What’s deliberately not on the diagram

  • IAM policy details — per-Lambda execution role inline policies are minimal (one bucket prefix, one table, one queue as appropriate).
  • Per-document-type schemas — the rules.json file contains schemas for each type (invoice, receipt, contract, etc.), the field thresholds, and the destination mappings.
  • X-Ray tracing — on for the Step Functions workflow, sampling 100% during ramp-up, 10% in steady state.
  • The CloudFormation parameter for the Bedrock model ID and the Textract feature is templated, so swapping models or features doesn’t require code changes.
  • GuardDuty Malware Protection for S3 — an AWS-managed alternative to a custom ClamAV-on-Lambda virus scan. Cheaper to operate at low volume and zero infrastructure to maintain. Worth swapping in when available in your region.
  • Bedrock Nova as a single-stage alternativeamazon.nova-lite-v1:0 and amazon.nova-pro-v1:0 can read PDFs directly via vision and return structured output in one call, skipping Textract entirely.
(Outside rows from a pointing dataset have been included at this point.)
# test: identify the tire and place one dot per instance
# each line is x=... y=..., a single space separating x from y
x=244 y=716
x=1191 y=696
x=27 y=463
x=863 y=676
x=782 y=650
Cheaper at low volume on simpler documents; the Textract+Haiku two-stage shape stays the default for accuracy on forms and tables.
  • Bedrock Batch Inference — for nightly reprocessing or backfilling old documents under a new schema, Bedrock Batch is roughly half the cost of on-demand with a 24-hour SLA.

If you’re recreating this

Start with Build & Deploy alone (a single Lambda, no triggers). Once git push reliably updates an empty stack, add Intake next so you have a place to put your documents. Then the Processing pipeline against a single hard-coded type. Then the Validator with one rule. Then the Router pointing at one destination. Cross-cutting (audit, logs, alarms, budget, archive) goes in from day one.